Here at Literature Works, we’re huge fans of voices which celebrate our region in all its glory – whether that’s in a description of a breath-taking landscape or in conveying the complexities of rural living. All Rivers Run Free, the just published adult fiction debut by Natasha Carthew does both and to highly moving effect.
We’ve followed Carthew’s writing career both as a poet and Young Adult writer and were excited to receive an advance review copy of the novel. A fierce and emotive novel, we think All Rivers Run Free showcases the very best of the writer’s literary talent. There is an urgent lyricism here rendered in an unmistakably clear and rallying voice which is coupled with her recognisable celebration of the Cornish dialect, which makes this a joy to read.

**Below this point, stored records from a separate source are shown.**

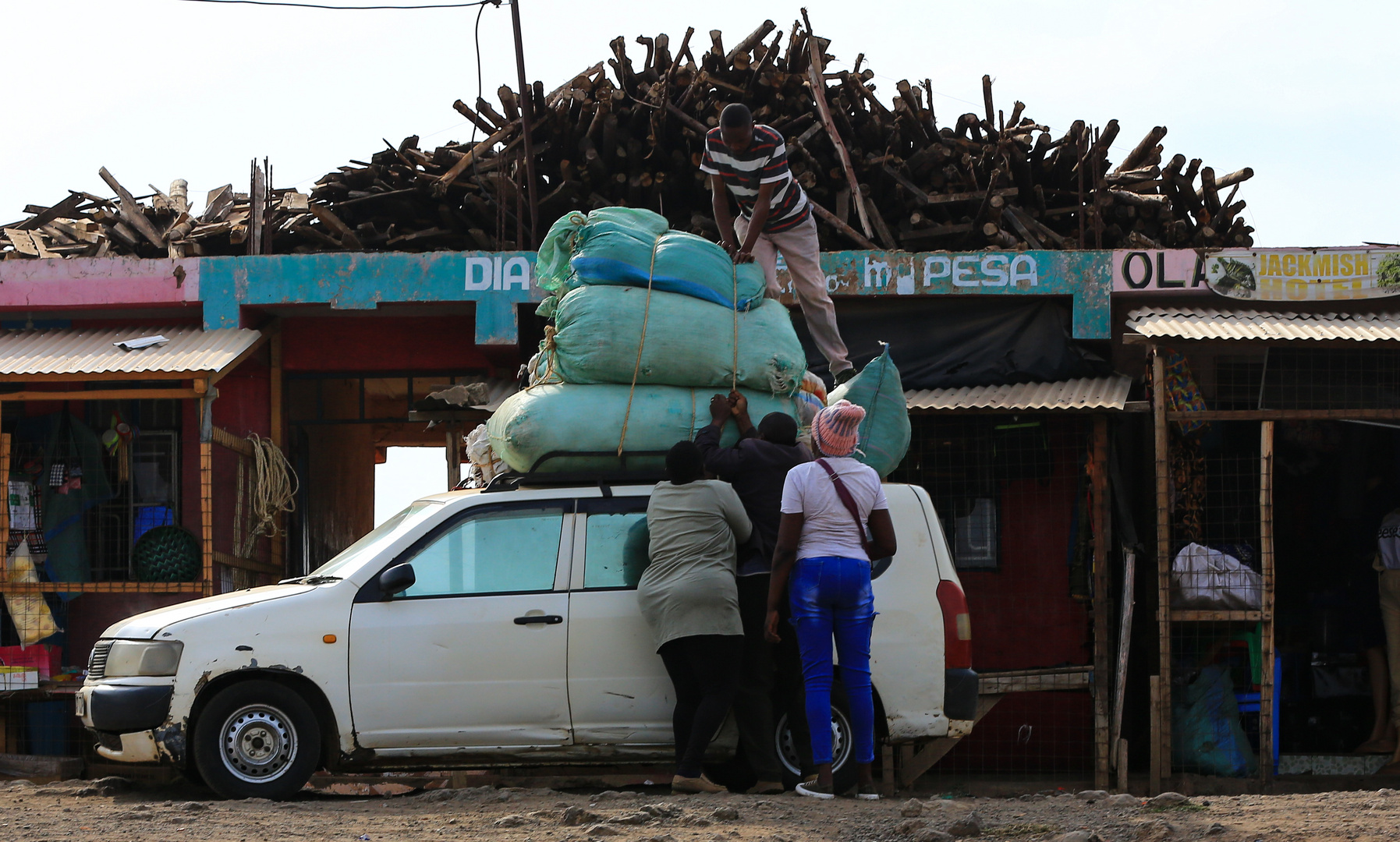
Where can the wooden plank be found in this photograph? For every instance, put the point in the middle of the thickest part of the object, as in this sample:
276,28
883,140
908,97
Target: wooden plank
62,209
206,507
1266,641
95,377
1208,616
21,241
1102,537
218,375
1284,416
246,564
5,508
130,211
104,394
1120,673
1037,672
1003,685
1161,750
40,766
279,543
1154,773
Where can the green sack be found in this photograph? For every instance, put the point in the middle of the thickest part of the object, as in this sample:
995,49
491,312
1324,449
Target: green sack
635,248
576,419
689,341
884,434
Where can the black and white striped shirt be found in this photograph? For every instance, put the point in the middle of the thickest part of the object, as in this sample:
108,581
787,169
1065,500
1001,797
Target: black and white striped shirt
764,163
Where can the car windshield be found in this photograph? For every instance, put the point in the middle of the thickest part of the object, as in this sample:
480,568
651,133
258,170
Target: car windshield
377,539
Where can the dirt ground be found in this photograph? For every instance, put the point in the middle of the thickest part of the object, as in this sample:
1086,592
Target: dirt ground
111,810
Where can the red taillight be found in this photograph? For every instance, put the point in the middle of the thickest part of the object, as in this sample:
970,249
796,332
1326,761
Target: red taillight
956,627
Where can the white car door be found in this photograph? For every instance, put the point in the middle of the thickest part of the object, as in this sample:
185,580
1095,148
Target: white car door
618,687
475,653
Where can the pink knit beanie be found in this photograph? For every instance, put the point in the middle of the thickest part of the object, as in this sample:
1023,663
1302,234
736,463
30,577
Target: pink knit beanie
833,430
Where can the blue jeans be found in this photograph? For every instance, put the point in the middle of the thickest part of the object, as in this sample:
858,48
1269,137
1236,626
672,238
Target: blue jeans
832,597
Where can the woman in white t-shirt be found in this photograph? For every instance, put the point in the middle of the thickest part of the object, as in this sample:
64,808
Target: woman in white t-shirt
829,508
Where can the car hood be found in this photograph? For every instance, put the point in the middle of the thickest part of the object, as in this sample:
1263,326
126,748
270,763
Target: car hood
146,625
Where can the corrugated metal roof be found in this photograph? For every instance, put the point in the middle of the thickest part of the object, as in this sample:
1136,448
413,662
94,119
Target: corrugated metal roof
1255,325
1086,394
88,352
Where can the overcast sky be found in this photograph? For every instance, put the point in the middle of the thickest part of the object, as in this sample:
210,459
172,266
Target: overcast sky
157,90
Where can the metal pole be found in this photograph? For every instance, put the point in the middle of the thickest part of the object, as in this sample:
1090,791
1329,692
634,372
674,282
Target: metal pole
526,121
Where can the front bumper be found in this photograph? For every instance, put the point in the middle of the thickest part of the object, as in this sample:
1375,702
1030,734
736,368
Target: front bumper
125,718
135,747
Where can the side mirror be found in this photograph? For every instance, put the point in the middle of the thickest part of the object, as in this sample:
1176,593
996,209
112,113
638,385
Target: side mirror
396,579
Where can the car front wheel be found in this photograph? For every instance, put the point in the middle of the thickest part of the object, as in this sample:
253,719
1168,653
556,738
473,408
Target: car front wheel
843,766
257,740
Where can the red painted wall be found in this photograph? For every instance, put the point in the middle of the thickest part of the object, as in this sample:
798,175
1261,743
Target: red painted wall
1024,617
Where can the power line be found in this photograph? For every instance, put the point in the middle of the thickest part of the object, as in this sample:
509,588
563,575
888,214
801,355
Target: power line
350,7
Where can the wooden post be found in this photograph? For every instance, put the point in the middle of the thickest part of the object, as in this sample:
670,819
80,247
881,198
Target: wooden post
1154,773
1266,638
5,508
279,543
206,493
1120,673
454,455
1162,692
1102,528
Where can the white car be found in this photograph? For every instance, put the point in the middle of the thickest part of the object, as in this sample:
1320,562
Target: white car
477,628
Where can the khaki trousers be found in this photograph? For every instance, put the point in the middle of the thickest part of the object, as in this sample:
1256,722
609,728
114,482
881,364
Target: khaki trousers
1391,614
803,256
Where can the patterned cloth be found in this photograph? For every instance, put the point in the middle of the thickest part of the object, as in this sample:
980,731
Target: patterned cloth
764,163
835,428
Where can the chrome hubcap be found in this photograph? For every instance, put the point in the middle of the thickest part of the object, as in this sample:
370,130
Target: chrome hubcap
258,743
840,743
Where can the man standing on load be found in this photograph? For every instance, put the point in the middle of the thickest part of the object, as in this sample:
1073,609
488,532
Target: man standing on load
774,216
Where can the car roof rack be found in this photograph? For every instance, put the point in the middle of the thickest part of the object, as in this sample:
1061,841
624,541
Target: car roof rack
623,476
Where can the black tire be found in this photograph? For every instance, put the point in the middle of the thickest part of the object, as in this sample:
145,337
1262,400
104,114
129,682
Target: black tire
843,750
257,740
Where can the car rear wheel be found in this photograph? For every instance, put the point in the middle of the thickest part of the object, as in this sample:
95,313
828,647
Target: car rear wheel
257,740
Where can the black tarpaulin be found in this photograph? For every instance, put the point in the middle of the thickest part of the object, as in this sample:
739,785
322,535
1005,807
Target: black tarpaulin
951,343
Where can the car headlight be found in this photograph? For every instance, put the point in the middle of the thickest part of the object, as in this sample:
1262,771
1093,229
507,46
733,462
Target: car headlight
143,658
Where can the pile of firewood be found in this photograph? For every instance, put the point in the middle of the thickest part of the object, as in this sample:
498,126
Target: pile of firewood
881,172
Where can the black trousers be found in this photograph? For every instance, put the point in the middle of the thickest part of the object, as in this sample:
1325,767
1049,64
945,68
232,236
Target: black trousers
767,666
704,670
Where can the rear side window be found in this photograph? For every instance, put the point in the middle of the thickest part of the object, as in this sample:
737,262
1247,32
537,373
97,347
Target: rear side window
615,549
493,551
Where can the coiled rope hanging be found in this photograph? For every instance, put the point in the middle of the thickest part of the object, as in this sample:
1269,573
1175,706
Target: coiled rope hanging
275,490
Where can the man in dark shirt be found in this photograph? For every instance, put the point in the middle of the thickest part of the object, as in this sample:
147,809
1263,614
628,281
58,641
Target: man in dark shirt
774,216
757,466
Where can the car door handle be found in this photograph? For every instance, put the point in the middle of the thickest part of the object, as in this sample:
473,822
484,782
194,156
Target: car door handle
533,618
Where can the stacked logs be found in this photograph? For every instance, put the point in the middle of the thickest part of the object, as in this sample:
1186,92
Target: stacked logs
882,174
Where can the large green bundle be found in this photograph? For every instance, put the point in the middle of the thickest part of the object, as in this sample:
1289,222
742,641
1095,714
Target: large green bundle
629,246
884,434
590,420
689,341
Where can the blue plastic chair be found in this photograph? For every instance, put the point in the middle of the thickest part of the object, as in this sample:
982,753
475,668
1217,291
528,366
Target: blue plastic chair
1249,702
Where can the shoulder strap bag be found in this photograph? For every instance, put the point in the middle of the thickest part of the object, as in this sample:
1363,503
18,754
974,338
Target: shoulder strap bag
842,491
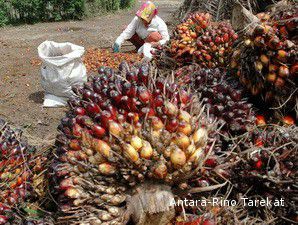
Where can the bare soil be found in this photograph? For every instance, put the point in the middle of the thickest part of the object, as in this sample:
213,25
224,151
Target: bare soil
21,95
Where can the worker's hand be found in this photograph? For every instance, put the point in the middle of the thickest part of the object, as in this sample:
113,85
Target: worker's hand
154,44
116,47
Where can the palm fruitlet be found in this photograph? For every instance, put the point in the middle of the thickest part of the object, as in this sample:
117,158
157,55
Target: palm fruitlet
129,139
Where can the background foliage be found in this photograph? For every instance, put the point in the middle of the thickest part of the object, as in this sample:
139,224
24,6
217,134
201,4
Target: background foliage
31,11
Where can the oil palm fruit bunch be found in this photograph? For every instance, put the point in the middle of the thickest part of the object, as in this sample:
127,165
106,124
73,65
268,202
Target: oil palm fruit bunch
268,169
202,41
223,96
95,58
266,61
18,167
129,141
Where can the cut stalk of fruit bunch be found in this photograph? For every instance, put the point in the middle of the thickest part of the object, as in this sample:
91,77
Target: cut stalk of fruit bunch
224,98
154,134
273,52
256,174
20,165
201,41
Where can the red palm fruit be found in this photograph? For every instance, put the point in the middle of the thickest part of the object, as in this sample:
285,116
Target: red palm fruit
66,183
133,117
160,83
273,67
283,71
92,108
115,128
259,164
235,37
102,147
80,111
279,83
112,109
282,54
116,96
294,69
87,94
105,118
208,57
157,124
288,120
172,125
132,104
260,120
98,131
259,142
3,219
271,77
77,130
184,97
132,76
259,41
264,59
158,101
132,91
274,43
226,37
170,109
144,95
184,128
97,88
148,111
75,145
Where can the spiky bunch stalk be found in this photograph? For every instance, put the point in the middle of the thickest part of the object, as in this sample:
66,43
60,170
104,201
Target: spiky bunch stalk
18,167
200,40
223,96
268,169
126,134
266,61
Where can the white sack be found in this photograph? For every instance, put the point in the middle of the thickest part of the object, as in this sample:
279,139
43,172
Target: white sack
61,69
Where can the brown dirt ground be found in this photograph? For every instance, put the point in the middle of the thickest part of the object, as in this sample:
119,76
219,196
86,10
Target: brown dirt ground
21,94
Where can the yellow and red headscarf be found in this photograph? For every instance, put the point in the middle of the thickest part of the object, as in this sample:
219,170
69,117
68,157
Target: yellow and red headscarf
147,11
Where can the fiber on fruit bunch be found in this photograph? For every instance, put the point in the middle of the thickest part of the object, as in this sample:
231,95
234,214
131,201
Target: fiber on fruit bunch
127,130
223,96
268,169
94,58
199,40
266,61
222,10
19,168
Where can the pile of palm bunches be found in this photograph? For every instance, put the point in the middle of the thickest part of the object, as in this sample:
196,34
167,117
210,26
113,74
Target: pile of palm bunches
95,58
123,129
266,61
223,97
199,40
269,170
18,166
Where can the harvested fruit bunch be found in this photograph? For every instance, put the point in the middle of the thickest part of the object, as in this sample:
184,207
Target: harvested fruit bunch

I have to admit, I have not been so captivated by a novel in a long while. When I began reading it, never did I imagine that it would take me just a day’s commute to read it and I don’t remember being so bereft that a novel was over. It took me a while to process exactly why I felt so moved.
There is such power in the writing here which uses its form to present a complex story concerning issues of mental health, identity and what it means to be a woman. The images are so powerful, the resplendence of shipwrecked oranges has forever changed my view of the fruit and its importance for example. There are also images here that are not always pleasant or triumphant and which have a depth and power precisely for this reason – these are the images which build a story of overcoming adversity and transformation.
Although I cannot lay claim to the experiences of Ia and the waif-like Geeva, whom she rescues, the novel portrayed a highly resonant Cornwall which, whilst set in the near-future, was not too difficult to imagine. I hail from Cornwall myself and whilst I am fortunate enough to live in the Cornwall which is the idyll of many, I have known enough winters there to appreciate that those summer havens and their beauty can quickly become unforgiving and treacherous. I think this is what makes the narrative so utterly compelling. Here is a Cornwall where the land is ravaged, isolation is the order of the day and one woman’s voice has become lost to the elements and in the raging of all those around her.
Ia hides herself away, ashamed of her own existence and it is Carthew’s masterful prose which spotlights the importance of her life, her story and all those like her. Ia may not wish to be seen, but in rescuing Geeva from the siren-call of the sea, she releases her own Siren-call. I am here, she says.
So begins a journey along the well-known Tamar that will reveal far more than just a physical destination. The past, present and future combine to force Ia to become active in her own life and Geeva’s unfortgettable presence makes her accountable and at the same time, accounted for… but is all as it seems?
An utterly arresting novel, All Rivers Run Free is a startling piece of literary fiction and is thoroughly recommended.
Published 19th April by riverrun, an imprint of Quercus.